Boardman was hardly the first hiker to have a run-in with Klahhane Billy. People had been complaining about the goat for years.
That fact lies at the heart of the damage suit that Boardman's family filed last month against the United States government in U.S. district court. The family had filed administrative claims earlier, but the United States Attorney for Western Washington turned them down.
If people walk off into the wilds — even the wilds within a few miles of a massive parking lot and busy visitors' center — does the government have a duty to protect them from wild animals? Does it have a duty to protect them from other hazards?

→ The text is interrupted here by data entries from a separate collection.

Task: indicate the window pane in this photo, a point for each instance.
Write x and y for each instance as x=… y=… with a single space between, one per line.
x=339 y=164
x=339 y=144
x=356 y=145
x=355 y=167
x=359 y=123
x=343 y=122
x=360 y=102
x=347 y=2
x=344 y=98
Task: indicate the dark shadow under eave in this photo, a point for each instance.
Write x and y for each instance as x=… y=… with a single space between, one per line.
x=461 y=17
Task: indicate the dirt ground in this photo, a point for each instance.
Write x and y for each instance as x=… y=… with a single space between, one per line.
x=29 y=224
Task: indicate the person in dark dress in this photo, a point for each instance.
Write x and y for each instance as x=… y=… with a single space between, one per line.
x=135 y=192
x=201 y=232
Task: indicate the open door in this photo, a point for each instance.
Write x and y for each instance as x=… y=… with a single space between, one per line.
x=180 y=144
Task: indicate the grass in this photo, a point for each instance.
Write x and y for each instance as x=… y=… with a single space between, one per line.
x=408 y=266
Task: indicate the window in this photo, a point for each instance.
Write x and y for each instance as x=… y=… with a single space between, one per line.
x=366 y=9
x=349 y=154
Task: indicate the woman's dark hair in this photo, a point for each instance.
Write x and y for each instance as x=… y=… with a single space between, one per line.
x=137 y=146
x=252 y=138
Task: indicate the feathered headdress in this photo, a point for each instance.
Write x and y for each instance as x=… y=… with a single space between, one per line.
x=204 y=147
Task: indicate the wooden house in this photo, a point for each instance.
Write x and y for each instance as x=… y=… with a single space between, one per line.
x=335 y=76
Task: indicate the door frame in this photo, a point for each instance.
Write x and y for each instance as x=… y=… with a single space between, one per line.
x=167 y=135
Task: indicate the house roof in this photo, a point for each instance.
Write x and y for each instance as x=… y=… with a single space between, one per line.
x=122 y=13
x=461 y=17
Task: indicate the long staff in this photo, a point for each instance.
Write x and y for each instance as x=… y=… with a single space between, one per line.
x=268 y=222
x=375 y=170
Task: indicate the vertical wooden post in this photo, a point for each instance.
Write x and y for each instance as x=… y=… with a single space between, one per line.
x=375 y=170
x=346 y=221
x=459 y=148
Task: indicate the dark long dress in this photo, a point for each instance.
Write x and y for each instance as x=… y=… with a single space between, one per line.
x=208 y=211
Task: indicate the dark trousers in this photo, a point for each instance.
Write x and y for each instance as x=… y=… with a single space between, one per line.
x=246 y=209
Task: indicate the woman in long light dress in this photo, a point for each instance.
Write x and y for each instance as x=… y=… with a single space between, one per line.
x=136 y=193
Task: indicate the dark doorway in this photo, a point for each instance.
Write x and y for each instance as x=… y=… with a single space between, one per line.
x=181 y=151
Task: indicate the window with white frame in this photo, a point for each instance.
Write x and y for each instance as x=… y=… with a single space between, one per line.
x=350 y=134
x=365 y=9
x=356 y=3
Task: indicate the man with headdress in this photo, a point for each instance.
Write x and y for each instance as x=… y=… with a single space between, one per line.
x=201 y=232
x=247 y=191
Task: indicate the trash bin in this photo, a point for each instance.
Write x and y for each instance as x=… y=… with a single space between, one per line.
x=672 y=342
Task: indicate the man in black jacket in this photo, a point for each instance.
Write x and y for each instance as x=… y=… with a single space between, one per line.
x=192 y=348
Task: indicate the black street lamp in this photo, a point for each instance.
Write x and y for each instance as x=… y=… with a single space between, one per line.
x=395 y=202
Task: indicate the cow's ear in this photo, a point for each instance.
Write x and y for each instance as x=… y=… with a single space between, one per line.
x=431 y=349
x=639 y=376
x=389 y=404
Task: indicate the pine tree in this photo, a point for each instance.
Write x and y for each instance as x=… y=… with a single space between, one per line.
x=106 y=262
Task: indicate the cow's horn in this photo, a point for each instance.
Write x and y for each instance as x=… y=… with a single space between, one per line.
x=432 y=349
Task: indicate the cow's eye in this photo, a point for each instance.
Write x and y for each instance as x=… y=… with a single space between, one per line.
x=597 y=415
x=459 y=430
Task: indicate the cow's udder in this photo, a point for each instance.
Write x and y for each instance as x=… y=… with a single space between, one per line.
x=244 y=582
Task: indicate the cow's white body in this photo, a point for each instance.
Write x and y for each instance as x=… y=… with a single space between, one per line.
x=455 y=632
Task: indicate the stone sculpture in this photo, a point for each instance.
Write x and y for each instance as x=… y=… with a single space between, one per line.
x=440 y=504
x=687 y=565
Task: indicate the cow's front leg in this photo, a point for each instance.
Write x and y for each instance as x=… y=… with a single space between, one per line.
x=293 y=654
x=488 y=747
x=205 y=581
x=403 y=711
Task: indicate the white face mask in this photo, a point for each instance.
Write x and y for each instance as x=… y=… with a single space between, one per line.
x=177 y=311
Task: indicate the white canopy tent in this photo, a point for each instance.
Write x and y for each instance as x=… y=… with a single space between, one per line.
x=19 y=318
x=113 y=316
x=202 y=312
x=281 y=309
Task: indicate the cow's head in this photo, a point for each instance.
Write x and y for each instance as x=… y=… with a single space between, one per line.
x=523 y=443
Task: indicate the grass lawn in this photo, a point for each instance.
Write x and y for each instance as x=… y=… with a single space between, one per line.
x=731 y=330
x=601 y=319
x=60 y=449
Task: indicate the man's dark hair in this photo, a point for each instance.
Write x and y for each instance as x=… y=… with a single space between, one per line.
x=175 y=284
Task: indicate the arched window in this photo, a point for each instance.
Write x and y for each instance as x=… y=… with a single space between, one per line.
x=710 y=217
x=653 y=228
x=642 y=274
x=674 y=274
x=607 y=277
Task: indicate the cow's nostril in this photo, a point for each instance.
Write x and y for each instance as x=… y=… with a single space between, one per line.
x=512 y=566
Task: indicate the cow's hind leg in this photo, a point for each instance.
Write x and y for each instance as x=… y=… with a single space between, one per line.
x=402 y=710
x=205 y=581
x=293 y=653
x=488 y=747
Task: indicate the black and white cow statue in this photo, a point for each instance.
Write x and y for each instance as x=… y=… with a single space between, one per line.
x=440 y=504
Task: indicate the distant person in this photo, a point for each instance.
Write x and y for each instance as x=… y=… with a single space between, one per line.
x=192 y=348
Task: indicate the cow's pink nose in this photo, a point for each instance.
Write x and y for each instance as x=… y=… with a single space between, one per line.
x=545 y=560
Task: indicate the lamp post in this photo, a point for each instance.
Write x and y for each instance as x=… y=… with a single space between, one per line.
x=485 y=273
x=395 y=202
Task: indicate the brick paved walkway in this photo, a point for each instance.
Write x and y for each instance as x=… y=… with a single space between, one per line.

All else being equal, the answer is "no." Remarkably, in this litigation-haunted time, people in the national parks remain free to kill themselves in a wide variety of ways. This year, in Yosemite National Park, some 18 people did just that. Mostly, they skirted fences, ignored warning signs, then drowned in rivers or fell off cliffs. Three were swept over a waterfall. Two fell off Half Dome. Closer to home, a climbing death or two at Mount Rainier, or Mount Hood, or both has become almost routine. People debate whether or not any yoyo with an ice ax should be allowed onto the mountains, and whether or not the public should have to pay for rescues there, but no one figures the National Park Service is responsible when someone gets buried by an avalanche, disappears into a crevasse, or falls off a cliff.
But wild animals are — or may be — a little different. Nobody owns a wild animal, unless it has been captured or killed, and nobody is responsible for what it does. As courts have decided recently in the cases of people killed by bears in Utah and Montana, a wild animal is a "condition on the land," and the governmental entity that owns the land isn't liable. Courts in California and Florida have let those states off the hook for deaths caused by cougars and alligators. And yet ... that may not be the whole story here.
Two different courts in Utah have recently issued two contrasting verdicts in cases concerning the death of an 11-year-old boy who was killed by a black bear while camping with his family in American Fork Canyon on Fathers' Day of 2007. One court ruled that the state and federal governments were not liable for the boy's death. The bear was a condition on the land. No one was responsible for its actions.